Of course! I’m my own guinea pig. After my first round of being A Little Bit Married, I became intrigued by this new dating pattern that I saw practically every 20-something friend of mine ebb in and out of. Here were these relationship that fifty or sixty years ago would have most likely culminated in marriage, but today often do not. So the book is an attempt to understand why that’s the case.
Do you think people waiting to get married until later in life (in their 30s as opposed to 20s) is a good thing for relationships?

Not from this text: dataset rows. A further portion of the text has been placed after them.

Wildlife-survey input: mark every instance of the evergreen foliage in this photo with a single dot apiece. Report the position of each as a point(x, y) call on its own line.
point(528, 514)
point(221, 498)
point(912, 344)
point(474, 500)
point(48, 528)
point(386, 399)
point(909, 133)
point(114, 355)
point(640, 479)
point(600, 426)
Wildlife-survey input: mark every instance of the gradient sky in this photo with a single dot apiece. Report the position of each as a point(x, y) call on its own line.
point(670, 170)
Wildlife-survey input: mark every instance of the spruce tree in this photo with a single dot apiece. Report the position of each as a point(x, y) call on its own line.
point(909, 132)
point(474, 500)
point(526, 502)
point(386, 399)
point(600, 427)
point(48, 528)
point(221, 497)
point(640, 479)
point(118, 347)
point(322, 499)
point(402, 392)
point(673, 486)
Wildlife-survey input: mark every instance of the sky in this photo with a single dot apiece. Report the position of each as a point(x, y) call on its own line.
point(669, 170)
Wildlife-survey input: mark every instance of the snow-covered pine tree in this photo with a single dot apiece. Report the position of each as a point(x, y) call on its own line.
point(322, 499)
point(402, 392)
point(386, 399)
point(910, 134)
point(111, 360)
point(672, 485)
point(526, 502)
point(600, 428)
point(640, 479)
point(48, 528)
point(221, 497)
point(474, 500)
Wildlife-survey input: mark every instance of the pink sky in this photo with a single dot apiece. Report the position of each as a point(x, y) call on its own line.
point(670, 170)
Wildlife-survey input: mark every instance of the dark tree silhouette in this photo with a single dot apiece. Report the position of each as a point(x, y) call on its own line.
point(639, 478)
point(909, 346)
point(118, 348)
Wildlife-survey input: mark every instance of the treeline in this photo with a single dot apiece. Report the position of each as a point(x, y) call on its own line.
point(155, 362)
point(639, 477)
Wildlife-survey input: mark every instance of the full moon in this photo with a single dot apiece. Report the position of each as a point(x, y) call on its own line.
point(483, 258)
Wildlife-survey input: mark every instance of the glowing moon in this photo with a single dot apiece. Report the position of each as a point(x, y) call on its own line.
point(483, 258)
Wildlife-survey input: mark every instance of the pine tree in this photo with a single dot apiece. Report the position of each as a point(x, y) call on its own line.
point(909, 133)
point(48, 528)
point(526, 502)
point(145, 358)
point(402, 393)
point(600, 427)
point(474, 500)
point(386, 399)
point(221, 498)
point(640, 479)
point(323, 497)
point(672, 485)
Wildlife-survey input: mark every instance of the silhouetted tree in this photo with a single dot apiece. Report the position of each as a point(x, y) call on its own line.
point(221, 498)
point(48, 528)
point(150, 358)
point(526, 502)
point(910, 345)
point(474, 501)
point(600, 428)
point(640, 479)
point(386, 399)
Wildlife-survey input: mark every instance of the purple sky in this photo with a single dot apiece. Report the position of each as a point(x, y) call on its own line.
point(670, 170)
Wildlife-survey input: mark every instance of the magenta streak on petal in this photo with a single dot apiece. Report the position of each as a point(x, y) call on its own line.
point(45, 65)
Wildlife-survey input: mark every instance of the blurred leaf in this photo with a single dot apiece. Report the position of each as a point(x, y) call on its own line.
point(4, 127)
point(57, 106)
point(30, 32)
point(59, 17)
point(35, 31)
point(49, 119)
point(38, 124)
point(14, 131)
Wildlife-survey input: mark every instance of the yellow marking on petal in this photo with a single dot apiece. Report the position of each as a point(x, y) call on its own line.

Two family law scholars, Naomi Cahn at George Washington University and June Carbone at the University of Missouri at Kansas City, studied marriage rates in blue states (defined as those that voted Democratic in 2004) and red states (voted Republican in 2004). They looked at five states with the highest median age for marriage (all blue states) and those with lowest median age (all red states). They found that marrying younger puts couples at greater risk for divorce. The reason? Couples did much better in marriage after they had gained some emotional and financial maturity.
There’s two camps of thought: don’t live together until you get married because that just ruins things and makes each partner take the other for granted AND definitely live together before you get married to see if you’re truly compatible. Where do you stand?
I stand with what the research shows, which says that if you only live with one person before you get married, you have no greater chance of getting divorced than someone who hasn’t. The reality today is the vast majority of people will live together before they get married. My soapbox is more about how couples prepare to move in together.